I try to remember myself as an undergrad. I will own up to entitlement and selfishness, but I don’t recall feeling invincible. I felt insignificant, in fact, a feeling I countered by trying to make people laugh. Some of the supposed humour was hurtful to others. It took a while to learn this. I didn’t seem to think I could hurt anyone – I didn’t think I had that power.

I’m reminded of another app on my phone, which while I was still commuting to work told me where all the transit buses were in relation to my location. Once in a while I would miss the stop where I was supposed to transfer and would be taken off course up the wrong street. I had knowledge of location of things in the world but where I myself was, I did not know.

This is how undergrads arrive on campus.
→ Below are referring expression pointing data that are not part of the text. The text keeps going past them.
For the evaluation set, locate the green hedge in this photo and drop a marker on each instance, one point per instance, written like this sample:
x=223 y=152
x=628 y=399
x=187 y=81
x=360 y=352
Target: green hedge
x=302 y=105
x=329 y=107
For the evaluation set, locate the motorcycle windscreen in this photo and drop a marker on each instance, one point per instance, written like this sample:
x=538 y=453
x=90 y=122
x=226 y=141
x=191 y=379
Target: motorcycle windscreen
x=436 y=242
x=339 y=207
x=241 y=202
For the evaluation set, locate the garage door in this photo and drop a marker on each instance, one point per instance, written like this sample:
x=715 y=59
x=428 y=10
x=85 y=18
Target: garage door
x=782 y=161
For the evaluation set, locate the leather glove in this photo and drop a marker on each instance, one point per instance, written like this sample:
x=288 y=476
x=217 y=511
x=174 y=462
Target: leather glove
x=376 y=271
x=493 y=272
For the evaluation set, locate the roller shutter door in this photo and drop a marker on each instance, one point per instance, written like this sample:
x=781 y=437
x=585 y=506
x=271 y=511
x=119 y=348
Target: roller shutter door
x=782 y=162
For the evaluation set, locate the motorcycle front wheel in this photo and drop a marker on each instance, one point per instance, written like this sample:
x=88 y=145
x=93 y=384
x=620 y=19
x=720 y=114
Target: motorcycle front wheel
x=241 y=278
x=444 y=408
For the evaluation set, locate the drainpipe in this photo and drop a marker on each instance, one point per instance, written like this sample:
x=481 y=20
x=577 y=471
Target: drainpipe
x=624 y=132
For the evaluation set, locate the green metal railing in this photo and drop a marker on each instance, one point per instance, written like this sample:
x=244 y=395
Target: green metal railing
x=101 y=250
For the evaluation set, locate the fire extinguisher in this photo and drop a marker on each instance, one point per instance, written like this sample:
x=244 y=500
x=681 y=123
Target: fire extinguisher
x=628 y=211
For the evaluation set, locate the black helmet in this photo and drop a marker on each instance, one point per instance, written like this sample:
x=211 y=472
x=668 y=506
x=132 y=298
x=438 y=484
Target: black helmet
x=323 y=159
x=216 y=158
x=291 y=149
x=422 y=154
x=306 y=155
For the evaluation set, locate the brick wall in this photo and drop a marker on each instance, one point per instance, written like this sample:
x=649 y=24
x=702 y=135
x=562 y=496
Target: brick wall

They know where their friends are but don’t know where they themselves are. Higher education enables students to connect the conduct of their personal lives to the welfare of others outside the small circle of their friends and family. We might associate that aim with liberal arts, but every course of study should contain this thread, which is about purpose and vocation.

Vocation is a freely-chosen sense of responsibility to society. If a student is lucky, he or she stumbles into purpose through a haphazard exploration of possibilities. It’s not efficient and it’s definitely not cheap. It’s pursued through the interplay of outer and inner worlds that a university provides: class work and conversation and socializing balanced with study and reflection and discovery. That outer is deeply impaired at the moment but will return. Now is the time to put away the phone and work on the oft-neglected inner.

There is no excuse for willfully endangering the health of our communities. But I have to believe that the majority of students are feeling, under that don’t-care swagger, a sense of powerlessness. They are not yet aware of their agency, of their astonishing power to help or to harm.